The even more astonishing failure is that the powerful conventional explosive used by our adversaries was invented in the United States with taxpayer money, but then neglected by our military and allowed to be acquired by our adversaries.
But more generally, the Defense Department has been slow to deploy CL-20 in its weaponry. So in a conventional war, our men and women in uniform could be outgunned by enemy ordnance that is lighter, faster, packs a bigger punch, and goes further.
Folks are starting to complain.
Scientists were the first to do so, but many gave up after years of being ignored.

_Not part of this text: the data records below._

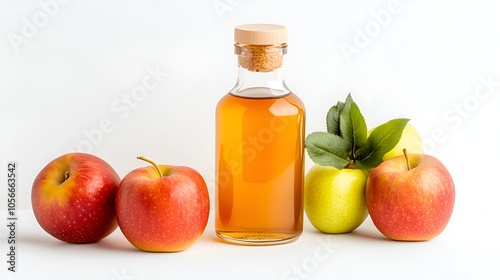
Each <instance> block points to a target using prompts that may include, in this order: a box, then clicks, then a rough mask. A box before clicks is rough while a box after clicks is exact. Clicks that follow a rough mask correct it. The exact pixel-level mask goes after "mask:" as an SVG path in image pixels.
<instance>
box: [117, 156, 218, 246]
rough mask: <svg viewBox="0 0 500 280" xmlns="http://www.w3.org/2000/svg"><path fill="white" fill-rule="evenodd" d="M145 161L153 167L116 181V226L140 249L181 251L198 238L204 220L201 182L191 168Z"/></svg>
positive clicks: (200, 176)
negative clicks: (150, 164) (118, 180)
mask: <svg viewBox="0 0 500 280" xmlns="http://www.w3.org/2000/svg"><path fill="white" fill-rule="evenodd" d="M139 158H140V159H144V158H142V157H139ZM144 160H146V159H144ZM146 161H148V162H150V163H152V164H153V165H154V166H148V167H142V168H138V169H135V170H133V171H131V172H130V173H128V174H127V175H126V176H125V177H124V178H123V180H122V182H121V183H120V186H119V188H118V193H117V196H116V215H117V218H118V225H119V226H120V229H121V231H122V232H123V235H125V237H126V238H127V239H128V241H130V243H132V245H134V246H135V247H137V248H139V249H141V250H143V251H153V252H177V251H182V250H185V249H187V248H189V247H190V246H191V245H193V244H194V243H195V242H196V241H198V239H199V238H200V237H201V235H202V234H203V231H204V230H205V227H206V225H207V222H208V216H209V212H210V200H209V196H208V189H207V186H206V184H205V181H204V180H203V177H202V176H201V175H200V174H199V173H198V172H197V171H196V170H194V169H192V168H189V167H184V166H172V165H160V166H157V165H156V164H154V163H153V162H151V161H149V160H146Z"/></svg>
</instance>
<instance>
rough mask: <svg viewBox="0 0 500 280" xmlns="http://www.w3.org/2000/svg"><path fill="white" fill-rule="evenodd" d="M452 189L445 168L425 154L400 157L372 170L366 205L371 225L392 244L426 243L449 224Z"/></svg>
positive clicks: (435, 160) (451, 199) (441, 165)
mask: <svg viewBox="0 0 500 280" xmlns="http://www.w3.org/2000/svg"><path fill="white" fill-rule="evenodd" d="M454 203H455V186H454V184H453V180H452V178H451V175H450V173H449V172H448V170H447V169H446V167H445V166H444V165H443V164H442V163H441V162H440V161H439V160H438V159H436V158H435V157H433V156H430V155H425V154H408V155H400V156H397V157H395V158H392V159H390V160H387V161H385V162H383V163H382V164H380V165H379V166H377V167H376V168H375V169H373V170H372V172H371V174H370V177H369V178H368V182H367V185H366V204H367V206H368V212H369V213H370V216H371V218H372V220H373V223H374V224H375V226H376V227H377V228H378V230H379V231H380V232H381V233H382V234H384V235H385V236H387V237H389V238H391V239H394V240H407V241H413V240H414V241H418V240H429V239H432V238H434V237H436V236H438V235H439V234H440V233H441V232H442V231H443V230H444V228H445V227H446V225H447V224H448V221H449V220H450V217H451V214H452V212H453V205H454Z"/></svg>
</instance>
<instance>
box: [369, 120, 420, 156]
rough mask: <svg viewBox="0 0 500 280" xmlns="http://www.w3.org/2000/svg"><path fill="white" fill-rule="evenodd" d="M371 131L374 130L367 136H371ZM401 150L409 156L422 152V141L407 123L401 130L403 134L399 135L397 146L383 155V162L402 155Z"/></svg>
mask: <svg viewBox="0 0 500 280" xmlns="http://www.w3.org/2000/svg"><path fill="white" fill-rule="evenodd" d="M373 129H374V128H372V129H370V131H368V135H370V134H371V132H372V131H373ZM403 149H406V151H407V152H408V153H409V154H412V153H423V152H424V142H423V141H422V137H420V134H419V133H418V131H417V129H416V128H415V127H414V126H413V125H411V124H409V123H407V124H406V126H405V128H404V129H403V134H401V139H399V142H398V144H396V146H395V147H394V148H392V150H390V151H389V152H387V153H386V154H385V155H384V157H383V160H384V161H385V160H388V159H391V158H393V157H397V156H399V155H402V154H403Z"/></svg>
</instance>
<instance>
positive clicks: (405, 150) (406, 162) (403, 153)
mask: <svg viewBox="0 0 500 280" xmlns="http://www.w3.org/2000/svg"><path fill="white" fill-rule="evenodd" d="M403 154H404V155H405V160H406V166H407V167H408V171H410V169H411V168H410V161H409V160H408V154H407V153H406V148H404V149H403Z"/></svg>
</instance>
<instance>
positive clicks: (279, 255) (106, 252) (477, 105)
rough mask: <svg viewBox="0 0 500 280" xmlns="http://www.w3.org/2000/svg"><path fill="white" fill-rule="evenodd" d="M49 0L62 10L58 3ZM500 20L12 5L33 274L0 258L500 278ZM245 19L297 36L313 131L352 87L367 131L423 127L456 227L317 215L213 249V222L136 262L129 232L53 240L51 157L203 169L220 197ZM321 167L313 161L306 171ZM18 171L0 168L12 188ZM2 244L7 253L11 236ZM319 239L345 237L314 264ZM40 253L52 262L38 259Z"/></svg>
mask: <svg viewBox="0 0 500 280" xmlns="http://www.w3.org/2000/svg"><path fill="white" fill-rule="evenodd" d="M49 2H52V3H57V4H56V5H55V6H54V5H52V6H50V5H49V6H50V7H49V8H44V6H46V5H45V4H44V3H49ZM61 2H62V1H61ZM499 13H500V4H499V3H498V1H493V0H491V1H485V0H482V1H410V0H401V1H390V0H385V1H343V2H341V1H263V0H262V1H249V0H246V1H245V0H215V1H212V0H207V1H190V2H189V3H187V1H184V2H181V1H162V2H160V1H76V0H73V1H65V2H64V4H62V3H59V2H54V1H49V0H40V1H7V0H2V1H1V2H0V128H1V130H0V131H1V132H0V140H1V141H0V161H1V165H0V166H4V169H6V166H7V162H8V161H16V162H17V163H18V175H19V181H18V184H19V185H18V197H19V204H18V209H23V210H26V211H24V212H23V213H24V215H25V217H26V218H25V222H23V221H22V220H21V221H20V224H21V226H20V227H19V232H18V236H19V238H20V244H21V245H20V248H23V247H24V249H20V252H19V255H20V256H19V262H20V267H19V271H20V272H19V273H17V274H11V273H9V274H7V273H6V266H5V265H0V275H6V276H8V279H27V277H28V276H27V275H37V277H38V278H39V279H48V278H49V277H53V278H52V279H54V277H55V279H63V278H65V277H69V276H71V277H72V278H75V279H76V278H77V277H79V276H78V275H81V277H83V278H85V279H90V278H92V279H119V278H120V277H119V276H120V275H118V276H117V274H119V273H121V272H123V271H122V269H125V270H126V271H125V274H127V275H132V276H130V278H131V277H134V278H135V279H152V278H154V277H155V276H158V277H160V276H164V277H168V279H179V278H181V277H180V276H179V275H180V274H179V275H177V276H174V275H175V274H176V273H182V272H183V269H182V268H185V269H184V270H185V271H184V272H186V273H188V275H189V276H194V275H198V276H203V278H213V277H216V276H217V277H220V278H221V279H226V278H233V279H235V277H237V275H239V274H240V276H241V277H243V278H249V279H252V278H254V277H253V276H252V274H251V273H252V271H253V273H257V272H256V271H260V272H261V274H259V275H260V278H263V277H264V276H263V275H266V276H267V277H268V278H269V279H281V278H284V279H286V277H288V276H290V275H288V274H286V273H287V271H288V270H289V269H291V268H292V267H293V266H294V265H299V266H300V265H303V264H304V263H305V264H306V268H308V269H309V271H310V272H308V273H307V275H305V276H304V275H302V276H300V277H299V276H298V275H295V277H298V278H297V279H301V277H302V278H303V279H305V278H306V276H307V278H308V279H323V278H325V279H326V278H334V277H337V278H338V279H349V278H361V279H363V278H365V279H366V278H380V279H383V278H391V277H395V278H399V279H401V278H402V277H410V278H416V279H424V278H426V279H429V278H436V279H473V278H476V279H479V278H480V277H479V276H484V277H488V278H500V271H499V269H498V268H495V267H494V266H493V264H494V263H493V262H492V261H491V260H493V259H494V258H496V259H497V260H498V259H499V257H500V256H499V251H500V246H499V242H498V241H497V239H496V238H494V236H496V235H497V234H498V230H499V229H500V227H499V226H498V222H497V220H498V215H497V214H498V197H499V196H500V190H499V189H500V188H499V187H500V186H499V183H498V180H497V177H496V176H497V175H498V174H497V171H496V170H497V168H496V165H497V161H498V158H499V157H500V153H499V150H498V148H497V147H496V146H497V145H498V143H499V141H498V136H499V133H498V122H499V121H500V115H499V113H498V108H499V106H500V34H499V27H500V16H499ZM382 15H386V16H385V17H384V16H382ZM387 15H389V17H387ZM377 18H379V22H377V20H376V19H377ZM380 18H382V20H381V19H380ZM245 23H277V24H283V25H285V26H287V27H288V28H289V49H288V50H289V53H288V54H287V55H286V57H285V63H286V64H285V67H286V74H285V75H286V80H287V84H288V85H289V87H290V88H291V89H292V90H293V91H294V92H295V93H297V94H298V95H299V96H300V97H301V99H302V100H303V101H304V103H305V106H306V112H307V123H306V131H307V133H310V132H313V131H321V130H325V129H326V127H325V121H324V120H325V116H326V112H327V110H328V109H329V108H330V107H331V106H332V105H334V104H335V103H336V102H337V100H343V99H344V98H345V96H346V95H347V94H348V93H349V92H351V93H352V95H353V98H354V100H355V101H356V102H357V103H358V105H359V106H360V108H361V111H362V113H363V114H364V116H365V118H366V120H367V124H368V126H369V128H371V127H374V126H376V125H379V124H382V123H384V122H386V121H388V120H390V119H392V118H397V117H407V118H410V119H411V123H412V124H413V125H414V126H415V127H416V128H417V129H418V130H419V132H420V133H421V136H422V138H423V139H424V141H425V148H426V152H427V153H429V154H432V155H434V156H436V157H437V158H439V159H440V160H441V161H442V162H443V163H444V164H445V165H446V166H447V168H448V169H449V171H450V173H451V174H452V176H453V178H454V181H455V187H456V204H455V212H454V215H453V217H452V220H451V221H450V225H449V227H448V228H447V229H446V230H445V231H444V232H443V234H442V235H441V236H439V237H438V238H436V239H435V240H433V241H430V242H426V243H425V242H424V243H412V244H408V243H400V242H386V240H384V239H383V236H382V235H380V234H379V233H378V232H377V231H376V229H374V226H373V224H371V221H370V220H369V219H368V220H367V222H365V224H363V226H362V227H361V228H360V229H359V230H357V231H359V232H360V233H358V234H356V233H353V234H350V235H343V236H337V235H333V236H332V235H320V234H318V233H316V232H315V230H314V229H313V228H311V227H310V225H309V224H308V222H307V221H306V229H307V230H306V231H305V232H304V234H303V237H302V238H301V240H300V241H299V242H296V243H295V244H290V245H285V246H278V247H268V248H248V247H240V246H230V245H226V244H222V243H219V242H216V240H215V237H214V234H213V231H214V229H213V224H212V223H211V224H209V225H208V227H207V230H206V232H205V235H204V236H203V238H202V239H201V240H200V241H199V242H198V243H197V244H195V246H193V247H192V248H190V249H189V250H188V251H186V252H183V253H179V254H167V255H158V254H146V253H142V252H138V251H134V250H132V249H133V248H132V247H131V246H130V245H129V244H128V243H127V241H126V240H125V239H124V237H123V236H122V235H121V233H120V232H119V231H116V232H115V233H114V234H113V235H112V236H111V237H110V239H109V240H108V241H105V240H103V241H102V242H99V243H97V244H94V245H90V246H86V247H85V246H76V248H75V247H65V246H69V245H68V244H62V243H60V242H58V241H56V240H53V239H52V238H51V237H50V236H48V235H47V234H45V233H44V232H43V231H42V230H41V228H40V227H38V225H37V224H36V222H35V221H34V219H33V217H32V214H31V203H30V191H31V183H32V182H33V180H34V178H35V177H36V175H37V174H38V172H39V171H40V170H41V169H42V168H43V167H44V166H45V165H46V164H47V163H48V162H49V161H51V160H52V159H54V158H56V157H58V156H60V155H62V154H64V153H67V152H70V151H86V152H90V153H92V154H94V155H96V156H99V157H101V158H102V159H104V160H105V161H107V162H108V163H109V164H111V165H112V166H113V167H114V168H115V170H116V171H117V172H118V174H119V175H120V176H121V177H123V176H125V175H126V174H127V173H128V172H129V171H131V170H133V169H134V168H137V167H140V166H144V165H145V164H144V163H143V162H139V161H138V160H136V159H135V158H136V157H137V156H138V155H143V156H145V157H148V158H151V159H152V160H155V161H156V162H157V163H159V164H173V165H187V166H191V167H193V168H195V169H197V170H198V171H199V172H200V173H201V174H202V175H203V176H204V178H205V180H206V182H207V184H208V186H209V189H210V192H211V195H212V200H213V190H214V157H215V155H214V146H215V135H214V131H215V126H214V111H215V106H216V104H217V102H218V100H219V99H220V98H221V97H222V96H223V95H224V94H225V93H226V92H227V91H228V90H229V89H230V88H231V87H232V86H233V84H234V82H235V80H236V56H235V55H234V54H233V28H234V27H235V26H236V25H239V24H245ZM30 25H32V26H30ZM30 27H31V28H30ZM361 33H363V34H364V35H360V34H361ZM362 36H365V38H364V40H363V39H362ZM343 48H350V49H351V50H354V49H355V53H351V54H346V52H345V51H343ZM148 69H150V70H148ZM151 69H159V71H160V72H162V73H163V74H165V73H168V77H162V76H160V77H158V79H157V82H158V83H157V84H156V86H155V87H154V88H152V89H149V90H146V91H145V92H143V93H142V95H141V94H139V93H138V91H137V90H138V88H139V87H140V86H141V85H142V81H143V79H145V77H146V76H148V75H150V74H149V73H150V71H151ZM488 80H490V81H491V83H489V86H485V84H488V83H485V82H484V81H488ZM127 98H128V99H129V100H130V103H126V102H125V101H124V100H126V99H127ZM103 122H104V123H107V125H106V128H105V129H104V131H103V129H101V128H100V125H101V123H103ZM98 129H101V131H100V132H98V131H97V130H98ZM311 165H312V162H311V161H310V160H309V159H307V161H306V170H307V169H309V167H310V166H311ZM6 172H7V171H6V170H4V171H0V179H1V182H5V181H6ZM4 186H5V184H4ZM3 189H5V188H3ZM6 205H7V204H6V191H0V209H1V210H5V209H6V208H7V206H6ZM23 223H25V224H24V225H23ZM28 229H29V231H28ZM0 234H1V236H2V237H1V238H2V239H1V240H2V243H1V244H0V246H2V247H1V249H2V250H1V251H0V253H1V254H2V255H4V252H5V251H4V249H5V242H4V240H5V238H4V237H5V236H7V232H6V228H5V226H2V227H1V230H0ZM495 234H496V235H495ZM317 238H323V239H325V240H329V239H332V240H334V241H333V242H335V243H336V244H337V245H338V248H337V249H338V251H336V253H333V254H331V255H329V256H330V257H329V258H327V259H326V260H325V261H319V260H318V259H315V261H316V262H315V263H316V264H317V265H316V266H310V267H308V266H307V265H308V264H312V263H313V262H312V261H311V259H308V258H311V257H313V256H314V254H313V252H314V250H315V248H318V246H320V245H318V244H320V243H318V239H317ZM110 240H111V241H110ZM23 242H25V244H26V245H23ZM113 242H115V243H113ZM101 243H102V244H104V245H102V246H99V244H101ZM109 243H111V244H112V245H109ZM106 244H107V245H106ZM105 245H106V246H105ZM54 248H56V249H54ZM117 248H118V249H124V251H125V252H120V251H119V250H118V251H117V250H113V249H117ZM128 249H131V250H128ZM54 250H55V251H54ZM58 250H59V251H58ZM80 250H81V251H80ZM38 252H39V253H38ZM48 252H53V253H52V254H51V255H48V256H47V255H43V254H45V253H48ZM54 252H57V253H54ZM80 253H81V254H82V257H81V258H80V257H79V255H80ZM118 253H120V254H118ZM39 254H42V255H39ZM107 254H109V258H113V257H116V256H121V258H118V259H117V260H116V261H112V262H110V263H105V262H98V260H99V257H96V258H94V257H90V256H94V255H95V256H102V258H103V259H108V258H107V257H105V256H108V255H107ZM127 254H130V256H128V255H127ZM213 254H214V255H213ZM23 255H24V256H23ZM36 255H39V258H40V259H39V262H36V261H34V260H30V257H34V256H36ZM2 259H3V257H0V260H2ZM309 261H311V262H309ZM2 262H3V261H2ZM168 262H171V263H170V265H168V264H167V263H168ZM495 265H496V264H495ZM197 267H199V269H198V268H197ZM224 267H225V268H224ZM69 268H72V270H71V271H70V270H69ZM169 269H171V270H170V271H171V274H170V275H169ZM224 269H226V274H224ZM156 271H158V273H156ZM70 272H71V273H74V274H71V273H70ZM405 272H406V273H407V274H405ZM172 273H173V274H172ZM216 273H219V274H216ZM364 273H366V275H369V277H366V276H363V275H364ZM476 274H479V276H478V275H476ZM146 275H147V277H146ZM186 277H187V276H186ZM290 277H292V276H290ZM477 277H479V278H477ZM122 278H126V277H122ZM337 278H335V279H337ZM2 279H5V278H4V277H3V276H2ZM32 279H34V278H33V277H32ZM66 279H67V278H66ZM164 279H165V278H164ZM290 279H293V278H290Z"/></svg>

Then specialty press like naval and defense magazines began alerting the broader military community, which failed to introduce the invention into weapons contracts.
The Russia-Ukraine war makes the Pentagon’s failure to properly equip our men and women in uniform more obvious. Not only do we not have the best explosives—also known as “ordnance,” “kinetics,” or “energetics”—but we don’t have enough.
Deterring wars such as in Ukraine requires not only nuclear security guarantees to the smaller, relatively unarmed democracies, but the provision of the world’s most powerful conventional explosives up front and in quantity.
U.S. politicians are starting to get serious about our relative lack of high-yield explosives. On May 21, The Wall Street Journal reported that Rep. Mike Gallagher (R-Wisc.) plans to “push for CL-20’s expanded use,” including through a bill requiring the Pentagon to “implement a pilot program that incorporates CL-20 into three missile or munitions systems of its choosing.”
But that would still leave the sourcing of raw materials and precursor chemicals in jeopardy. Not only did Beijing acquire CL-20, an acquisition not sufficiently explained to the American public, but we are dependent on China for some of the precursors of this and what we normally use, such as RDX and HMX.
The Journal noted in its report that “Regulatory and other costs have driven overseas the production of almost all of the base chemicals used in energetics, as they have for many pharmaceuticals.”
The assessment found that “In many cases, there is no other source or drop-in replacement material and even in cases where that option exists, the time and cost to test and qualify the new material can be prohibitive—especially for larger systems (hundreds of millions of dollars each).”
The increasing grip that China has on developing-country production of strategic materials necessary for the production of explosives, especially in Latin America and Africa, is an additional threat to U.S. supply chains upon which our national security relies.
Therefore, one must ask: what genius bean counters in Washington not only allowed the U.S. military to lose CL-20 technology to our most dangerous adversaries, but also allowed us to become dependent on China for the chemicals necessary to produce CL-20 and other military explosives?
The lack of judgment among some members of the U.S. government can, at times, be mind-boggling.